御法主(ごほっす)日如(にちにょ)上(しょう)人(にん)猊下は、

「この貪・瞋・癡の三毒を三徳に転じていく、それにはただ一つ、大聖人様の仏法による以外にないのであります。煩悩即菩提ということが言われますけれども、まさにそれと同じことになるのであります」(大白法 六八七号)

と御指南されています。

すなわち、末法の衆生が貪瞋癡の三毒を退治するには、大聖人が『当体義抄(とうたいぎしょう)』に、

「正直に方便を捨て但(ただ)法華経を信じ、南無妙法蓮華経と唱ふる人は、煩悩・業・苦の三道、法身(ほっしん)・般若(はんにゃ)・解脱(げだつ)の三徳と転じて、三観(さんがん)・三諦(さんたい)即(そく)一心(いっしん)に顕(あら)はれ、其の人の所住の処(ところ)は常(じょう)寂(じゃっ)光(こう)土(ど)なり。

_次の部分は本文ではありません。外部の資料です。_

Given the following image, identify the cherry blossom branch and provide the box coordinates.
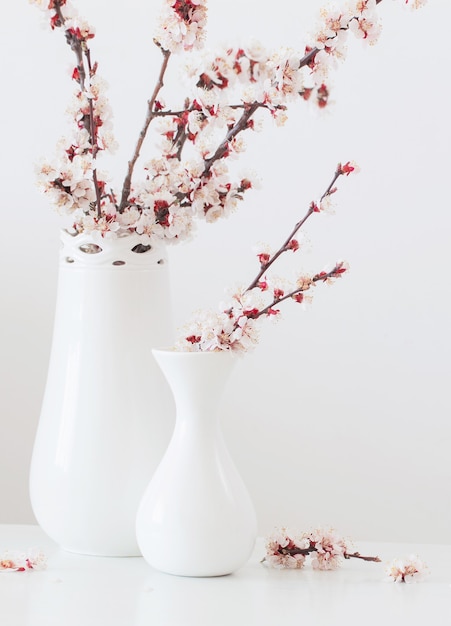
[276,545,381,563]
[203,102,260,176]
[54,0,102,218]
[246,163,346,297]
[119,41,171,213]
[254,261,347,319]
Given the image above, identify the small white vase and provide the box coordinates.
[30,232,173,556]
[136,350,257,576]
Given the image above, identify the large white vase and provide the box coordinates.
[136,350,257,576]
[30,232,172,556]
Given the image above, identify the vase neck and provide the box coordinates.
[154,350,236,421]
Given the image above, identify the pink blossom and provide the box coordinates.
[303,528,347,570]
[386,554,429,583]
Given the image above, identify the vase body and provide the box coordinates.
[30,233,172,556]
[136,350,257,576]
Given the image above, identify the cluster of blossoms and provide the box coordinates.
[262,528,380,570]
[0,550,47,572]
[176,161,357,353]
[387,554,429,583]
[30,0,422,245]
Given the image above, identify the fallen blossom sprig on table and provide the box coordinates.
[386,554,430,583]
[175,161,357,352]
[29,0,424,245]
[0,549,47,572]
[261,528,381,570]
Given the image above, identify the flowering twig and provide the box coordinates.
[247,162,355,291]
[261,528,381,570]
[119,41,171,213]
[0,549,47,572]
[177,162,356,351]
[29,0,424,239]
[386,554,430,583]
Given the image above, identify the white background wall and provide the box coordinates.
[0,0,451,542]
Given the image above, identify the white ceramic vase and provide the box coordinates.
[136,350,257,576]
[30,232,173,556]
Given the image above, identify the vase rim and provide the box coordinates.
[152,347,236,358]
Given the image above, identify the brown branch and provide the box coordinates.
[272,546,381,563]
[343,548,382,563]
[119,42,171,213]
[202,102,260,176]
[251,263,344,320]
[246,168,342,291]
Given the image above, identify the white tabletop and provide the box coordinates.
[0,525,451,626]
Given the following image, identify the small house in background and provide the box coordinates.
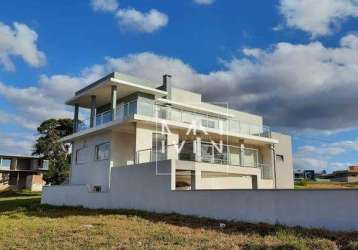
[294,169,316,181]
[0,154,48,191]
[326,165,358,183]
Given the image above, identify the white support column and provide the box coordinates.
[111,85,117,121]
[240,143,245,167]
[90,95,97,128]
[193,137,201,162]
[73,103,80,133]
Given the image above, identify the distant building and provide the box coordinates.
[0,154,48,191]
[295,169,316,181]
[326,166,358,183]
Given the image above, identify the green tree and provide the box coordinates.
[33,119,73,185]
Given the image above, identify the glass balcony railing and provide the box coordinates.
[78,100,271,137]
[134,142,272,179]
[138,102,271,137]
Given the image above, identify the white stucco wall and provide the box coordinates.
[70,132,112,187]
[111,132,136,167]
[42,161,358,230]
[272,132,294,188]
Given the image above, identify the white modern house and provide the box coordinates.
[53,73,293,192]
[41,73,358,230]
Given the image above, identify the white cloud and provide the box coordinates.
[193,0,215,5]
[91,0,118,12]
[0,22,46,71]
[279,0,358,37]
[294,138,358,172]
[0,34,358,139]
[116,8,169,33]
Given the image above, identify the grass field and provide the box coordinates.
[0,193,358,249]
[295,181,358,189]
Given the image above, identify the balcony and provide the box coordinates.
[78,100,271,138]
[135,142,272,179]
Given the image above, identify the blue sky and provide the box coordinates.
[0,0,358,170]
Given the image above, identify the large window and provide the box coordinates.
[0,158,11,168]
[96,142,109,161]
[76,148,89,164]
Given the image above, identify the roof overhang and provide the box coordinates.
[66,73,167,108]
[156,98,234,118]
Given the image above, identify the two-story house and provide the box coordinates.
[58,73,293,192]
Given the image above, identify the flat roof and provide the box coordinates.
[0,153,40,159]
[66,72,167,108]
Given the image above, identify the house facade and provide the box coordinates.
[61,73,293,192]
[0,154,48,191]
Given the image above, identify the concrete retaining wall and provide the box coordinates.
[42,161,358,230]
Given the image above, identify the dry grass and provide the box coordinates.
[0,190,358,249]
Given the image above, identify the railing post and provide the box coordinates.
[90,95,96,128]
[240,143,245,167]
[73,103,80,133]
[111,85,117,121]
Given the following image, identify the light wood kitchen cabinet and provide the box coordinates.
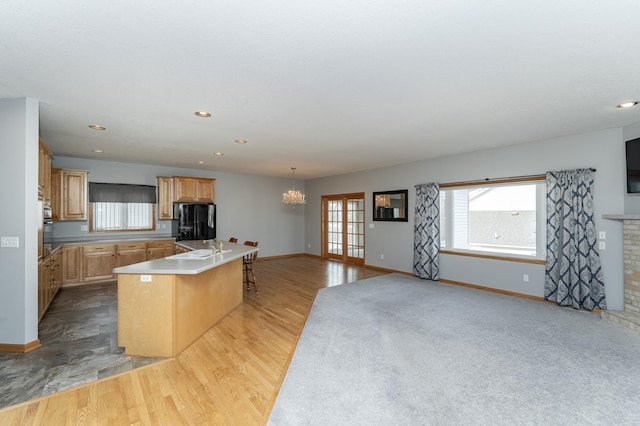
[116,242,147,268]
[158,176,173,220]
[82,244,116,281]
[51,168,62,220]
[38,138,52,207]
[173,176,216,203]
[51,169,88,220]
[51,249,63,300]
[62,245,82,284]
[147,240,173,260]
[38,256,51,321]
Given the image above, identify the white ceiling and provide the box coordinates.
[0,0,640,179]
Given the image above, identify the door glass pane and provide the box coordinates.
[327,200,342,255]
[347,198,364,259]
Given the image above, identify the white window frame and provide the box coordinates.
[440,175,546,262]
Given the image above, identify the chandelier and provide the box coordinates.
[282,167,307,207]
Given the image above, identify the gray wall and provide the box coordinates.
[0,98,40,345]
[52,153,305,256]
[305,128,625,309]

能居(のうご)・所居(しょご)、身土・色心、倶(く)体(たい)倶(く)用(ゆう)の無作(むさ)三身(さんじん)、本門(ほんもん)寿量(じゅりょう)の当体蓮華の仏とは、日蓮が弟子檀那(だんな)等の中の事なり」(御書 六九四?)

と仰せのように、大聖人の文底(もんてい)下(げ)種(しゅ)の妙法を受持信行するところに、貪瞋癡の三毒は即三徳と転じ、即身成仏の本懐(ほんがい)を遂(と)げることができるのです。

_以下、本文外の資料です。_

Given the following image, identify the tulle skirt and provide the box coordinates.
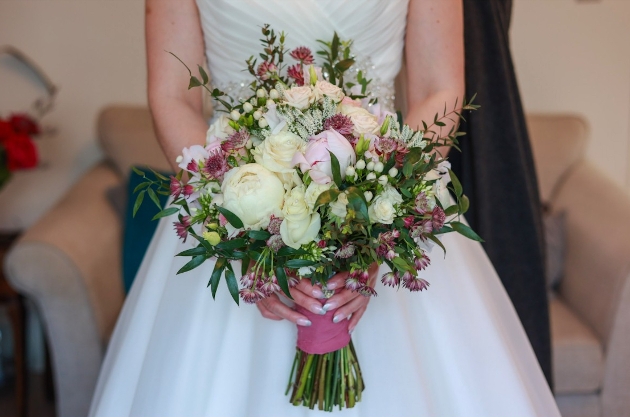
[90,219,560,417]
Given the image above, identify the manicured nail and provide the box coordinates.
[311,306,326,316]
[297,319,313,327]
[323,302,337,311]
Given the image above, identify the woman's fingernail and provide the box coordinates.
[323,302,337,311]
[311,306,326,316]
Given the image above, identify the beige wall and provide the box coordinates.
[0,0,146,183]
[511,0,630,188]
[0,0,630,195]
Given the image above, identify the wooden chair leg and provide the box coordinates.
[6,297,28,417]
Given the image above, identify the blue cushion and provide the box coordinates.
[122,167,175,293]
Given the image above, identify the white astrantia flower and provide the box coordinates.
[280,185,321,249]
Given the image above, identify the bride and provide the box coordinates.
[90,0,559,417]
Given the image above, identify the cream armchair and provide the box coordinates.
[528,115,630,417]
[5,107,630,417]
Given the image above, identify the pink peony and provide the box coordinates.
[292,130,357,184]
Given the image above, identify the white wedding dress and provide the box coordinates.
[90,0,559,417]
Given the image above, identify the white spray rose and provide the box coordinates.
[339,104,381,136]
[284,86,315,110]
[329,193,348,219]
[304,182,332,211]
[206,115,234,142]
[221,164,284,230]
[368,185,403,224]
[313,81,345,103]
[280,185,321,249]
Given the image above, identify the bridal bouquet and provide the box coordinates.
[135,26,480,411]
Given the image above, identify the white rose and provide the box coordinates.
[339,104,380,136]
[280,185,321,249]
[206,114,234,143]
[284,86,315,110]
[329,193,348,219]
[313,81,345,103]
[252,132,306,174]
[221,164,284,230]
[304,182,332,211]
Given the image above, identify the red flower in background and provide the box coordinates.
[0,114,40,172]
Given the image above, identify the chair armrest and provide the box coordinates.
[5,163,124,417]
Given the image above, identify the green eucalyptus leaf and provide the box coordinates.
[151,207,180,220]
[328,151,341,187]
[208,258,227,299]
[286,259,315,269]
[216,206,243,229]
[449,222,483,242]
[175,246,207,256]
[177,255,206,275]
[215,238,247,250]
[315,189,341,208]
[276,266,293,300]
[225,263,239,305]
[346,187,370,223]
[247,230,271,240]
[147,188,162,210]
[133,190,146,217]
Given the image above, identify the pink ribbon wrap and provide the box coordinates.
[295,305,350,355]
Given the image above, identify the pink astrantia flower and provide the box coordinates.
[431,206,446,230]
[381,272,400,287]
[287,64,304,87]
[173,216,190,242]
[291,46,315,65]
[203,152,230,179]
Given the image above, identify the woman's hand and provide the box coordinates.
[256,264,378,331]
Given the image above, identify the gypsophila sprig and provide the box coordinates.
[134,25,481,411]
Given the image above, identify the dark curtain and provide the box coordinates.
[449,0,551,386]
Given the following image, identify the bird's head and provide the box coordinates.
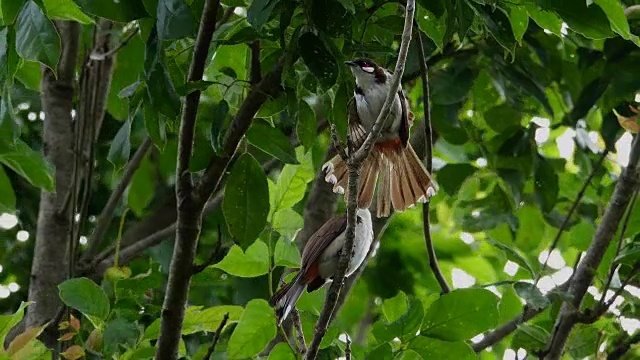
[345,58,386,86]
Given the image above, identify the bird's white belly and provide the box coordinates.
[355,87,402,137]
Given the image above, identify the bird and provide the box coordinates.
[269,209,373,326]
[322,58,438,217]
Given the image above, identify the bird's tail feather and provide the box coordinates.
[269,272,305,326]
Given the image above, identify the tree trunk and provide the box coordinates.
[26,21,80,346]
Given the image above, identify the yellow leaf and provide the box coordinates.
[613,105,640,134]
[58,332,76,341]
[69,315,80,331]
[7,323,49,355]
[60,345,84,360]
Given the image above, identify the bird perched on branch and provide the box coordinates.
[269,209,373,325]
[322,58,438,217]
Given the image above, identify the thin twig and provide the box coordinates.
[191,225,222,275]
[305,0,415,360]
[534,149,609,285]
[598,191,638,305]
[82,138,152,260]
[203,313,229,360]
[291,307,307,356]
[542,135,640,360]
[577,263,640,324]
[89,26,140,61]
[416,26,451,294]
[330,124,349,162]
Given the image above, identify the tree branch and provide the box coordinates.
[203,313,229,360]
[82,138,152,261]
[544,136,640,360]
[416,30,451,294]
[25,21,81,347]
[535,149,609,284]
[305,0,415,360]
[156,0,220,359]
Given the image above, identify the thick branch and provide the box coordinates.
[26,21,81,347]
[544,136,640,360]
[156,0,220,359]
[305,0,415,359]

宗門は今日、御法主上人猊下の御指南のもと、「平成二十一年・『立正安国論』正(しょう)義(ぎ)顕揚(けんよう)七百五十年」の佳節(かせつ)における「地涌(じゆ)倍増(ばいぞう)」をめざし、大前進しています。この大事な佳節に当たり、貪瞋癡の毒気に犯された一切の衆生に、最高最上の良薬である大聖人の妙法を服さしめるべく、一層、折伏に励(はげ)むことが大切です。